Al poco rato la doctora le informó de la gravedad de la situación. Él le comentó que ya en dos ocasiones anteriores le ocurrió lo mismo y que se recuperó. Buscaba agarrarse a lo que fuera para mantener la esperanza, pero en su interior sabía que esta vez era distinto y que todo era mucho más complicado. Continuó con sus manos sobre ella. Las lágrimas caían silenciosas por su rostro. De vez en cuando le acariciaba la mejilla y la llamaba por su nombre con voz delicada. Él no pudo contener un sollozo. Ella abrió los ojos y lo miró fijamente, pero no pudo articular palabra antes de volver a quedarse dormida.

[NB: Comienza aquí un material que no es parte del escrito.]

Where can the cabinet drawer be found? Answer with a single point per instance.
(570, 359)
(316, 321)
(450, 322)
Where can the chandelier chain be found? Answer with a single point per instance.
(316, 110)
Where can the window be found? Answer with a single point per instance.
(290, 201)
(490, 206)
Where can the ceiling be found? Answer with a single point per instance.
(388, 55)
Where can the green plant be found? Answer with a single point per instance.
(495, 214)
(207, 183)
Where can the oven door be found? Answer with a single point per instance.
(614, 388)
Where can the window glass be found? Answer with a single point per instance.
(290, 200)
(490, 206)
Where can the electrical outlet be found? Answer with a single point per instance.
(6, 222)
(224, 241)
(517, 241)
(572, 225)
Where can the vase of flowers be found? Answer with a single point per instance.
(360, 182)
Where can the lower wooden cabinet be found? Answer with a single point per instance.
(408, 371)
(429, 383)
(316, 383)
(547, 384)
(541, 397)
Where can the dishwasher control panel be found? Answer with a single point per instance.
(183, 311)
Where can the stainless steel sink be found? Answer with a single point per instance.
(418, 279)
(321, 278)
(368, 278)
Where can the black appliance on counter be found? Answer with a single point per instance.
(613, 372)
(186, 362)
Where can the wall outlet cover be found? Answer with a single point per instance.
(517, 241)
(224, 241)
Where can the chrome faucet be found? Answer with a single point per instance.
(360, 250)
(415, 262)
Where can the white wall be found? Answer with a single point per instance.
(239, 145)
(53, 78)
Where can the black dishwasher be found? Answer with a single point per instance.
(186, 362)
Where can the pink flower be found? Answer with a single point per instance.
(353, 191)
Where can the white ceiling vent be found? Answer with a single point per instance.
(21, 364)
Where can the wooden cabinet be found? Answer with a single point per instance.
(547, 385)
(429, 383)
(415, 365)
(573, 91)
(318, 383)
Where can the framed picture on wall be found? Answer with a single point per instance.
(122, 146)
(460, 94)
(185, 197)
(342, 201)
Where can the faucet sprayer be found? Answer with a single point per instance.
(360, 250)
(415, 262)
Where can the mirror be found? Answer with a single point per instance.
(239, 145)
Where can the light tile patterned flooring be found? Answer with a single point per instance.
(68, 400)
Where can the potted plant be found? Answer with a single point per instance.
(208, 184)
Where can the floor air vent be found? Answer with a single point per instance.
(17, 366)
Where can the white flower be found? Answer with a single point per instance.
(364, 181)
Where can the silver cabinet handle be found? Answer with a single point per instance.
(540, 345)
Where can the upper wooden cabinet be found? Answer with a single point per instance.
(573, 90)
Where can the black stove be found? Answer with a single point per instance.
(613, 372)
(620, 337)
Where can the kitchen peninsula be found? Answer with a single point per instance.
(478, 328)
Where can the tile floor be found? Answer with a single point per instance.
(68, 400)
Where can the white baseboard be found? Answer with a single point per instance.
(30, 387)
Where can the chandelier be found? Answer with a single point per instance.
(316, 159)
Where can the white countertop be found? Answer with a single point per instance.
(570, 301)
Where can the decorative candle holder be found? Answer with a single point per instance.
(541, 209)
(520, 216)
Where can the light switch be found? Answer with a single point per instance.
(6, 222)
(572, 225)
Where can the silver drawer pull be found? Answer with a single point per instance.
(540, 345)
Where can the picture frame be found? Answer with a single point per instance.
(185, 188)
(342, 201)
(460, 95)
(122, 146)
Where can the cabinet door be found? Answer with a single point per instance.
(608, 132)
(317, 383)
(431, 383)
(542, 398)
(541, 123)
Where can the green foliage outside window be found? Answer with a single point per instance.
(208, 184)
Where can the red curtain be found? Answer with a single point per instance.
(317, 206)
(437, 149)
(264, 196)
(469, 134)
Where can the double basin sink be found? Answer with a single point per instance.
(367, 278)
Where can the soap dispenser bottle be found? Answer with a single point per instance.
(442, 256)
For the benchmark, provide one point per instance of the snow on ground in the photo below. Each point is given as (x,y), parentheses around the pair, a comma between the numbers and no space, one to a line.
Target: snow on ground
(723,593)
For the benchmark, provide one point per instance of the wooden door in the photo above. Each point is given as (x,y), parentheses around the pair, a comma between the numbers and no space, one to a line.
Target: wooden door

Rafael nos comentó que llevaban juntos cinco años, la mitad cuidándola desde la primera vez que le dio un ictus. Dijo que se juntaron tiempo después de que ella enviudara, que se conocían desde jóvenes, pero la vida entonces no les dejó estar el uno con el otro. Más dijo que la vida fuera tan corta, que no les dejara estar unidos más tiempo y que hayan dejado tantas cosas pendientes.
Rafael lloraba en silencio. Si antes se mostraba contrariado, después se despidió de Paquita, agradeciéndole el tiempo que habían pasado juntos. Le recordó que pasó toda su vida deseando estar con ella, pero Paquita ya no podía oírle. La besó y se quedó llorando sobre ella.